Identifying Potential Gene Defect Patterns Related to COVID-19 Based on Pharmacological and Bioinformatics Analysis for Lung Adenocarcinoma

Abstract

Background: Coronavirus disease 2019 (COVID-19) greatly affects cancer patients, especially those with lung cancer. This study aimed to identify potential drug targets for lung adenocarcinoma (LUAD) patients with COVID-19. Methods: LUAD samples were obtained from public databases. Differentially expressed genes (DEGs) related to COVID-19 were screened. Protein–protein interactions among COVID-19-related genes, the traditional Chinese medicine (TCM) and TCM target genes were analyzed by CytoScape. The correlation between tumor microenvironment and COVID-19 target genes were assessed by Pearson correlation analysis. Unsupervised consensus clustering was conducted to categorize molecular subtypes. Results: We filtered 26 COVID-19 target genes related to TCM for LUAD. Interleukin (IL)-17 signaling pathway and tumor necrosis factor (TNF) signaling pathway were significantly enriched in these 26 genes. A strong correlation was found between COVID-19 target genes and tumor microenvironment (TME), cell death. Importantly, interleukin-1beta (IL1B) was identified as a core gene in the protein–protein interactions (PPI) network.

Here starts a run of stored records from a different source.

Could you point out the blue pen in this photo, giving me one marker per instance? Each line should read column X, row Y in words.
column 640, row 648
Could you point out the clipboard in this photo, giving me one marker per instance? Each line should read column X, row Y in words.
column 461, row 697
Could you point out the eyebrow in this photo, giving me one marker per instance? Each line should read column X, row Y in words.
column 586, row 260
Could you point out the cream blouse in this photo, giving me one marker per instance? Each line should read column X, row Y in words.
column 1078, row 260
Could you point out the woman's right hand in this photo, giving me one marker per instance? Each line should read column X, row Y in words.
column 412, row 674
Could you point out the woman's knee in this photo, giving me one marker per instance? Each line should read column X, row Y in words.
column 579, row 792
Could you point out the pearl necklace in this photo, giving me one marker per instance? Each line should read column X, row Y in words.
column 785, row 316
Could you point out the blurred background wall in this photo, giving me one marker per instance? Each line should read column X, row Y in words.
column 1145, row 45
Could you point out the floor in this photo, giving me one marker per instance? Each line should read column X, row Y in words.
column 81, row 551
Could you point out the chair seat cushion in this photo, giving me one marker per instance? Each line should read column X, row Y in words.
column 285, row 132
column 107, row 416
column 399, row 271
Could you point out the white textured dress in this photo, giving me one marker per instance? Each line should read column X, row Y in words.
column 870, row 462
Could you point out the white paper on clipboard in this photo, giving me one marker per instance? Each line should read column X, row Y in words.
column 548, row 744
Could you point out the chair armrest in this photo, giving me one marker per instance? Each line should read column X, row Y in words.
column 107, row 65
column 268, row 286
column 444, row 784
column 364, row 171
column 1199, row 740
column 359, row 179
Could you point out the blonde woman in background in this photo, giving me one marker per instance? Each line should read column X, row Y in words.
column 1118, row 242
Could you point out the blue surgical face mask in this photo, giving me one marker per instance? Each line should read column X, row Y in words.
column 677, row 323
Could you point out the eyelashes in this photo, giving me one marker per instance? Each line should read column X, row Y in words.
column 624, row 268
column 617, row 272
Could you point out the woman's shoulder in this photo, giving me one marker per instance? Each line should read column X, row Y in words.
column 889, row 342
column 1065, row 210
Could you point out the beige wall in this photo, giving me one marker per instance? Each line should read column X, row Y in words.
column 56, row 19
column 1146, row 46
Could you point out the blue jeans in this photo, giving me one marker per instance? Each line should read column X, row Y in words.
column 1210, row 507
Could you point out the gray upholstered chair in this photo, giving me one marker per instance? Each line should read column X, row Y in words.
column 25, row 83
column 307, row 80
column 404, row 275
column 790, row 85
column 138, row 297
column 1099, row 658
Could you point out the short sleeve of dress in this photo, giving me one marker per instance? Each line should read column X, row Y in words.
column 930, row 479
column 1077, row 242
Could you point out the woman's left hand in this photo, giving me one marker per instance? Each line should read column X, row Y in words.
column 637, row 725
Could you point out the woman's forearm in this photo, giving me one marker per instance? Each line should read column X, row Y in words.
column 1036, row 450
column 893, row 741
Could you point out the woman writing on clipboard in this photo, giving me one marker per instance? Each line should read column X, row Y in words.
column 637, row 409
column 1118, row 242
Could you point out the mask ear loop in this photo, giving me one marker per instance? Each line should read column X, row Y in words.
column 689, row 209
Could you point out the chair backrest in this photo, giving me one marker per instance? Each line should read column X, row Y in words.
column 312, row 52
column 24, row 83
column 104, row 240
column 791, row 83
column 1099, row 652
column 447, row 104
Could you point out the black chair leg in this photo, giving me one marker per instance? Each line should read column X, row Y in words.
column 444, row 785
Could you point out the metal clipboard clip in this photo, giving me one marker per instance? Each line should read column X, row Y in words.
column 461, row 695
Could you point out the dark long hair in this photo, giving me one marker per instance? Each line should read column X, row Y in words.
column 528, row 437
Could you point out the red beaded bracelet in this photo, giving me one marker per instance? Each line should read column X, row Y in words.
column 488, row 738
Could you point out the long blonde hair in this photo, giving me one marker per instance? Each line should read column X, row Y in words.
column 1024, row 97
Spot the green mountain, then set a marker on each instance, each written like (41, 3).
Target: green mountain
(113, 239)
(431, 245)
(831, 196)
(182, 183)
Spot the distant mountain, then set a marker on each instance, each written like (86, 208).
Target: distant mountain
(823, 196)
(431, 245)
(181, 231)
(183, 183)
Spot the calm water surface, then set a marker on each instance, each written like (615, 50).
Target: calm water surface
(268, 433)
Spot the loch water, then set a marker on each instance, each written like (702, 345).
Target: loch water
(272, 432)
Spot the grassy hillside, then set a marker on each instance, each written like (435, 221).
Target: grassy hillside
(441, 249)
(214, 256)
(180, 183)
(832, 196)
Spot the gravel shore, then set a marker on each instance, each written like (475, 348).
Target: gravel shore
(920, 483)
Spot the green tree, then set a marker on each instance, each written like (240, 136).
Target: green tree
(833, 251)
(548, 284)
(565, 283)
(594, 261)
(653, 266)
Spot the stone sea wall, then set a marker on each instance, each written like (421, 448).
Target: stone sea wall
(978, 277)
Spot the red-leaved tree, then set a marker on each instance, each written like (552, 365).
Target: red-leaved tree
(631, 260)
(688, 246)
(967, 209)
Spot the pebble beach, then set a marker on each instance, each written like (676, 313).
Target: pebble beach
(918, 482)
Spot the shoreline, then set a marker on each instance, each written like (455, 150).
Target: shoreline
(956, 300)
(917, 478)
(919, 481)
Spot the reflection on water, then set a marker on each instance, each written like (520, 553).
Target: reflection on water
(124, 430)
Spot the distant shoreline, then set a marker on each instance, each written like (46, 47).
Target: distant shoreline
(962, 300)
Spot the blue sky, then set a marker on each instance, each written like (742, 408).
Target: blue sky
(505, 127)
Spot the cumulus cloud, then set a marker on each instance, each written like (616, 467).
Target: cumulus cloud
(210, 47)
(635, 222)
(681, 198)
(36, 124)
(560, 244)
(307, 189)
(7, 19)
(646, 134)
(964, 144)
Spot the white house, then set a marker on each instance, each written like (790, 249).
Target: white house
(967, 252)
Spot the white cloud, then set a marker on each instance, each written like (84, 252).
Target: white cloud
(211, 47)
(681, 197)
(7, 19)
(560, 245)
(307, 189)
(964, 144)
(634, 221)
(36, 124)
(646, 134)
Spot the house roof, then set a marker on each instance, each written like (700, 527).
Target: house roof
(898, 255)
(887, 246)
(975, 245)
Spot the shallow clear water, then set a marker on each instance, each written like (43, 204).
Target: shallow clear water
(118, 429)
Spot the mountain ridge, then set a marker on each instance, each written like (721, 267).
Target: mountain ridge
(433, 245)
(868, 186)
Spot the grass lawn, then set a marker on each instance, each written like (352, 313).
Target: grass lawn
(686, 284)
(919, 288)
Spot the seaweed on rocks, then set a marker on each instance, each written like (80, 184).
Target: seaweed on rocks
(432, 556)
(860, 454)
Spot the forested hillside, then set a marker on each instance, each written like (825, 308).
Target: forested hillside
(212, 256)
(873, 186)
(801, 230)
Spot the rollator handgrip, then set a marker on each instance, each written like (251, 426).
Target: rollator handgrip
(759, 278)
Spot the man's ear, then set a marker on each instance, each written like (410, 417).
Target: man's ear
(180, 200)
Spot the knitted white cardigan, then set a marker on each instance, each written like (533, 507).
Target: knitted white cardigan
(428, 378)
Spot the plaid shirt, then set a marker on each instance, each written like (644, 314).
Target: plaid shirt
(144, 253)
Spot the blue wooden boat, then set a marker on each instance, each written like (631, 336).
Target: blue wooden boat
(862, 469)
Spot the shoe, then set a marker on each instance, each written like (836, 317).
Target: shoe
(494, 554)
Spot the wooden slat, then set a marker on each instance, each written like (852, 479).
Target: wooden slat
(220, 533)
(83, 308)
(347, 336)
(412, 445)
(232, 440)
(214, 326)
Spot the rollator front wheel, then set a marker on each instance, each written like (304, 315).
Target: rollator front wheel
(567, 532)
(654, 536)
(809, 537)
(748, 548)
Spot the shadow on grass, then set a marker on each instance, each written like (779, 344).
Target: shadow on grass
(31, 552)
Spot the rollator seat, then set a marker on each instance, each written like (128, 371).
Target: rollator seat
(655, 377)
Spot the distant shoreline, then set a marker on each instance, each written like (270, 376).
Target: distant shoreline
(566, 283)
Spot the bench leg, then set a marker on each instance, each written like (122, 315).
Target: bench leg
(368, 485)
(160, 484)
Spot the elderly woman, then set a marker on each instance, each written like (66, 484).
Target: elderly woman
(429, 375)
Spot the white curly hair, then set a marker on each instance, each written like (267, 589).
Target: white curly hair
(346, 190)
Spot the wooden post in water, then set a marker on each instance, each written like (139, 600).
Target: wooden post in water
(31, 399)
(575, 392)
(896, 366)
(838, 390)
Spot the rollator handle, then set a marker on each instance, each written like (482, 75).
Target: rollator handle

Based on the 26 target genes, two molecular subtypes showing distinct overall survival, TME and response to target therapy were developed. Conclusions: This study explored 26 COVID-19 target genes, which could serve as potential therapeutic drug targets for LUAD. IL1B was verified as a critical target for developing new molecular drugs. Furthermore, two novel molecular subtypes showed the potential to guide personalized therapies in clinical practice.